Version-Release number of selected component (if applicable):
2.3.0-6.1.fc8

How reproducible:
always

Steps to Reproduce:
1.
2.
3.
  
Actual results:


Expected results:


Additional info:
scim-1.4.7-5.fc8
scim-hangul-0.3.1-1.fc7
scim-anthy-1.2.4-2.fc8

Comment 1 Caolan McNamara 2007-10-13 14:18:50 UTC
It it a new phenomenon ?, and does it also happen if you paste a stack of text
into writer, and do you have the neccessary fonts installed to display korean
and japanese, i.e. I'm trying to rule in or out extreme glyph substitution.

Comment 2 Caolan McNamara 2007-10-16 08:28:21 UTC
Let me try and guess and tell me if I'm right, you ran OOo in e.g. en_US.UTF-8
locale and inputted in CJK text from the input engine ?

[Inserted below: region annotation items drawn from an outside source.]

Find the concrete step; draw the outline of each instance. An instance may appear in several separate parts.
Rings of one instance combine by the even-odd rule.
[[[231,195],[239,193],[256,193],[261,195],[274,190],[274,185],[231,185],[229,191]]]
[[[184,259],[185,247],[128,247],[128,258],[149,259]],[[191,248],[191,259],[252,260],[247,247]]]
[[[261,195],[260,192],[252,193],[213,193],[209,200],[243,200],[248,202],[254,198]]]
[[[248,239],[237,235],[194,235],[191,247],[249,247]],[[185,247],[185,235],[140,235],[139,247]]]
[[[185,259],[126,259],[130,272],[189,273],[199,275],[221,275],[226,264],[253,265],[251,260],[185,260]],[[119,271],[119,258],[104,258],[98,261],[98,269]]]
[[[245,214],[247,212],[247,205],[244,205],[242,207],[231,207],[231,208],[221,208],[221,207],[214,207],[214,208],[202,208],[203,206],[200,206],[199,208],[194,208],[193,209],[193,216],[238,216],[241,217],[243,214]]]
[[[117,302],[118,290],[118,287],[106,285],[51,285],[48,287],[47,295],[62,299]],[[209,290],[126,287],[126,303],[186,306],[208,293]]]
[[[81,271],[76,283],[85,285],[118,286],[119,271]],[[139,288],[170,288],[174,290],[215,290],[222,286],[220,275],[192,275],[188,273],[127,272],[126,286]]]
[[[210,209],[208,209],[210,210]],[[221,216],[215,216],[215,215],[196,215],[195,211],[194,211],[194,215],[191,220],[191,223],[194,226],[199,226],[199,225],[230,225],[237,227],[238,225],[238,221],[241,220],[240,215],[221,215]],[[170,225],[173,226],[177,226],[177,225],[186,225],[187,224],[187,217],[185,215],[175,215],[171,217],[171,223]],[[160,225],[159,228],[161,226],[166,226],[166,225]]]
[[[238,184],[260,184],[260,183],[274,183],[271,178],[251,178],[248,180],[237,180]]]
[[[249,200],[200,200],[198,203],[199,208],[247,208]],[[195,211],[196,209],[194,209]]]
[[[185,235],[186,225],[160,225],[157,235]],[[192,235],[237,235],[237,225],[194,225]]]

If so then after tools->options->language settings->enable CJK is turned on
you'll see that the default CJK font is probably some fairly random western font
so we have to look up every typed CJK character to find an appropiate font for it. 

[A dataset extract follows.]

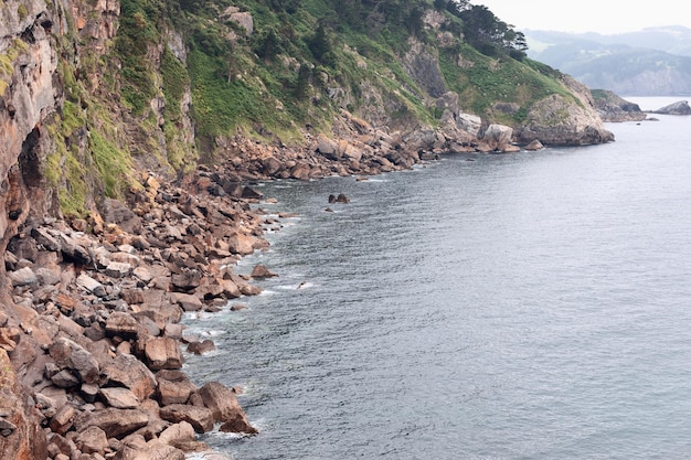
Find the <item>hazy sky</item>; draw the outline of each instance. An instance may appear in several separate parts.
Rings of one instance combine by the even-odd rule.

If you rinse and repeat with a installed CJK font already selected for CJK text
it probably will be much much lower impact as the glyph substitution work is
removed. A japanese font is selected automatically if started in  the ja_JP
locale, so under normal use it should be acceptable performance, and for
edge-case work it suffices.

Comment 3 sangu 2007-10-16 09:52:51 UTC
Current locale is ko_KR.UTF-8 in my linux box.
(In reply to comment #1)
> It it a new phenomenon ?, 
Yes, it's a new pheonmeon. 

>and does it also happen if you paste a stack of text into writer,
No. 

>  do you have the neccessary fonts installed to display korean and japanese.
yes. I have installed korean and japanes fonts.

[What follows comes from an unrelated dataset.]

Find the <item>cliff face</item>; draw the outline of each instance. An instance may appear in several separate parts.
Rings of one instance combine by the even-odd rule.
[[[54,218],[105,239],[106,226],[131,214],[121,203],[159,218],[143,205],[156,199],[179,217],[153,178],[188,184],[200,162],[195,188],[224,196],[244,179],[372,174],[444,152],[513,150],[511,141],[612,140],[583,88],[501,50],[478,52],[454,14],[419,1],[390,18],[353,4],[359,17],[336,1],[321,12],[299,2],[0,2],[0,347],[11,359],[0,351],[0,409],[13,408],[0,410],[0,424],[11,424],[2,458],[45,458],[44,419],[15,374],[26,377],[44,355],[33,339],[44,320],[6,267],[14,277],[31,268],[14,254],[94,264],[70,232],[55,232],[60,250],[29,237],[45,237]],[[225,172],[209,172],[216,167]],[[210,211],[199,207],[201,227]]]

Reporeted problem was fixed in 2.3.0-6.3.fc8, but still happens in en_US.UTF-8.


(In reply to comment #2)
> Let me try and guess and tell me if I'm right, you ran OOo in e.g. en_US.UTF-8
> locale and inputted in CJK text from the input engine ?
I use OOo in ko_KR.UTF-8. Fixed in 2.3.0-6.3.fc8.
But When speedily input Korean and Japanese, OOo has High cpu load in en_US.UTF-8.

> If so then after tools->options->language settings->enable CJK is turned on
> you'll see that the default CJK font is probably some fairly random western font
> so we have to look up every typed CJK character to find an appropiate font for
it. 
Where is "enable CJK" option? I can't find the option.

Sorry about delay response.

When input CJK characters in en_US.UTF-8, OOo 2.3.0-6.3.fc8 has High CPU load.


Comment 4 Caolan McNamara 2007-10-16 10:20:14 UTC
In en_US use tools->options->language settings->languages->Enhanced language
support, toggle "Enabled for Asian languages" on

For a CJK locale it is automatically enabled. Doing this just makes the CJK
parts of the dialogs visible so we can see what font is used for CJK by default.
After using that, format->character will show the "Asian text font". What font
is shown there ? Change it to a suitable font for e.g. Japanese use Sazanami
Gothic and then type Japanese characters and see if the load is then much lower
than when typing Japanese with a non-suitable font selected.

I suspect we just have high load because we're forced to constantly glyph
substitute for each character while it is being typed in, something that isn't
neccessary in the "normal" case of running OOo in the locale that the user
writes text in.

Comment 5 Caolan McNamara 2007-11-02 13:18:12 UTC
ok, so it's the glyph substitution stuff, I don't really know if theres actually
any way to fix this given the limitations of what we need to do to find the glyphs.

We've just gotten the substitution code integrated into 2.3.1, so hopefully from
that release on we've got everyone in the OOo world working from the same place
and we'll improve performance. So I'll close this as CANTFIX which sounds harsh
but I have hopes that this will improve by the next release.